Kızıl kedi donuyordu. Nereye gideceğini, nasıl saklanacağını bilmiyordu, bu yüzden…
Kurumuş, kızıl yapraklardan büyük bir yığın buldu ve içine girdi. Toparlanıp küçük bir yumak oldu. Önce çok üşüdü ve titredi, ama sonra…

Sonra, rüzgarın getirdiği ıslak buz taneleri tüylerini sertleştirdiğinde, nedense ısındı ve titremesi durdu. İçinde bir ses ona tatlı sözler fısıldıyordu.

Onu usulca sallıyor, gözlerini kapatmasını ve tüm acıları unutmasını söylüyordu.

„Toparlan ve uyu. Uyu, uyu, uyu…” Hissediyordu; sıcaklık…

Sıcaklık, donmuş bedenine yayılıyordu.

Bu kadar basitti. Sadece teslim olmalıydı ve her şey geçecekti. Huzur ve sonsuzluk gelecekti. Kırgınlıklar, üzüntüler silinecekti.

Tekir son bir kez iç çekti ve kabul etti. Neden mücadele etsin ki? Ne uğruna?

Zaten yarın onu yine aynı soğuk ve açlık bekliyordu. Ve yine aynı arzu: gözlerini kapatıp bir daha, asla, asla açmamak.

Sokak lambaları uzakta, önce orada yandı. Ve Tekir son kez onlara baktı. Eskiden penceresinden onların ışığını izlerdi. Kızıl kedi, bu ışığı son bir kez içine çekti ve gözleri karanlıkta parladı, sonra söndü.

Bu son ışık, küçük kızıl saçlı bir kızın dikkatini çekti. Babasıyla eve dönüyordu. Babasının kolundan çekiştirdi.

„Orada,” dedi. „Yaprakların içinde biri var.”

„Orada kimse yok,” diye homurdandı babası üşüyerek. „Hadi eve gidelim. Donuyorum.”

Ve onu o karanlık yaprak yığınından uzaklaştırmaya çalıştı. Kızıl saçlı kız omuz silkti.

„Gördüm. Işığı gördüm.”

„Yaprakların içinde ışık mı?” şaşırdı babası. „Olamaz böyle bir şey. Olamaz.”

Ama kız çoktan yanına gitmiş ve üst katmanı kaldırıp onu bulmuştu. Kızıl kediyi.

„Baba!” diye bağırdı.

„Gördüm ya! İşte o.”

„O kim?” şaşırdı babası, yaklaşarak.

„İşte bu,” dedi kız ve donmuş bedeni kaldırmaya çalıştı.

„Bırak onu,” dedi babası.

„Ölmüş zaten. Eve ölü bir kedi mi götüreceğiz?”

„Ölmedi,” diye ısrar etti kızıl saçlı kız. „Biliyorum. Biliyorum. O yaşıyor. Gözlerindeki ışığı gördüm.”

„Kedinin gözlerinde ışık mı?” omuz silkti babası.

Yaklaştı ve bedeni kaldırıp kalp atışını dinlemeye çalıştı.

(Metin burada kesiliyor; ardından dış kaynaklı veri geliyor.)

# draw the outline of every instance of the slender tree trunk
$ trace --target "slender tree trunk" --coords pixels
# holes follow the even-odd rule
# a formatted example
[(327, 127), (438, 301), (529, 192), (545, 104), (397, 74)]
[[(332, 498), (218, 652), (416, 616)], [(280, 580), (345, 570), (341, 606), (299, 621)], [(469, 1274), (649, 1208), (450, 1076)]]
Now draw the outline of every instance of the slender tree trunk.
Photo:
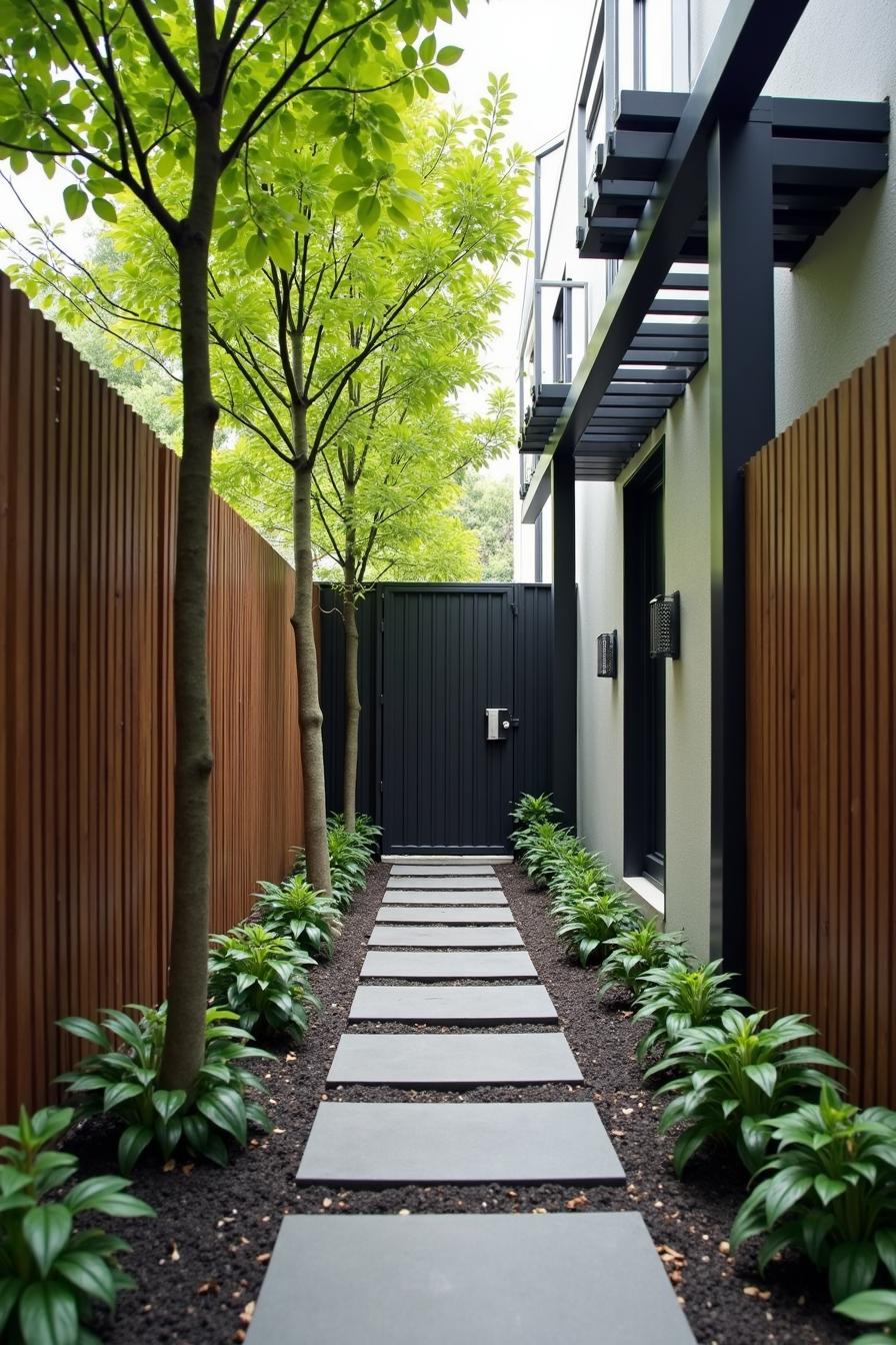
[(206, 621), (208, 492), (218, 404), (208, 355), (208, 249), (218, 188), (218, 120), (197, 121), (189, 217), (177, 239), (184, 445), (173, 599), (175, 872), (163, 1088), (189, 1091), (206, 1056), (208, 784), (212, 769)]
[[(297, 408), (297, 447), (306, 443), (305, 408)], [(312, 555), (312, 471), (308, 455), (297, 455), (293, 468), (293, 565), (296, 600), (296, 675), (298, 678), (298, 734), (302, 756), (305, 819), (305, 865), (308, 881), (330, 892), (329, 847), (326, 845), (326, 787), (324, 777), (324, 714), (317, 681), (314, 644), (314, 568)]]
[(361, 697), (357, 685), (357, 599), (353, 546), (347, 549), (343, 566), (343, 624), (345, 627), (345, 741), (343, 744), (343, 812), (345, 826), (355, 830), (357, 802), (357, 740), (361, 721)]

Tekir ise o kadar uyumak istiyordu. O kadar… Uyku göz kapaklarını yapıştırmıştı ve vücudu sıcaklıkla doluyordu. İçindeki ses hâlâ fısıldıyordu:

„Uyu, uyu, uyu… Gözlerini açma.”

Ama o incecik çocuk sesi, inadına tekrarlıyordu:

„Gözlerindeki ışık.”

„Ne istiyorlar benden? Niye rahat bırakmıyorlar? Niye huzur içinde uyumama izin vermiyorlar?”

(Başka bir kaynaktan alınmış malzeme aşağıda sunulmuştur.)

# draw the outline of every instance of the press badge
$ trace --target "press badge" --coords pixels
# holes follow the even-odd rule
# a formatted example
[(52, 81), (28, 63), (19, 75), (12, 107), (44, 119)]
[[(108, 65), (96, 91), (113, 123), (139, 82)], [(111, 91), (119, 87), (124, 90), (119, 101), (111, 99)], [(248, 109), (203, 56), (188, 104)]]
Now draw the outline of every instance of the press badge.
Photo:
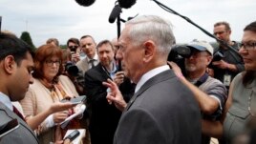
[(230, 82), (231, 82), (231, 75), (224, 74), (224, 86), (229, 86)]

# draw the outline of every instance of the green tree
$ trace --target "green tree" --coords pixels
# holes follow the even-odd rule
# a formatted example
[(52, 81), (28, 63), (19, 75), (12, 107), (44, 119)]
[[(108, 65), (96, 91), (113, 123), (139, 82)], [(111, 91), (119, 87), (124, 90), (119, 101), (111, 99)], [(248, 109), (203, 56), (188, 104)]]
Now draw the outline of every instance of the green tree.
[(30, 45), (32, 48), (33, 51), (35, 51), (35, 47), (34, 47), (32, 40), (31, 38), (31, 34), (28, 31), (23, 31), (21, 33), (20, 39), (25, 41), (28, 45)]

Gözlerini zorlukla açtı, onları görmek için. Biri hâlâ rahatını kaçırıyordu.

„İşte!” diye bağırdı çocuk sesi. „İşte! Söylemiştim. Gördün mü? Yine. Işık!”

„Ne ışığı?”

Şaşırmıştı ama… Ceketini çıkardı, kızıl bedeni sardı ve eve doğru yürüdü.

Kız yanında koşuyordu. Ona yetişmeye çalışıyordu.

„Baba, lütfen, çabuk ol. O üşüyor.”

Apartman kapısında kayboldular, sonra… Beşinci kattaki pencereler ışıkla doldu.
Tekiri ılık suyla yıkadılar, ısıtılmış süt içirdiler. Ve kız…
Kız ona yalvarıyordu.

„Lütfen ölme. Ölme, ne olur.”

Ve tüylerindeki buz eridi. Yüreğindeki de.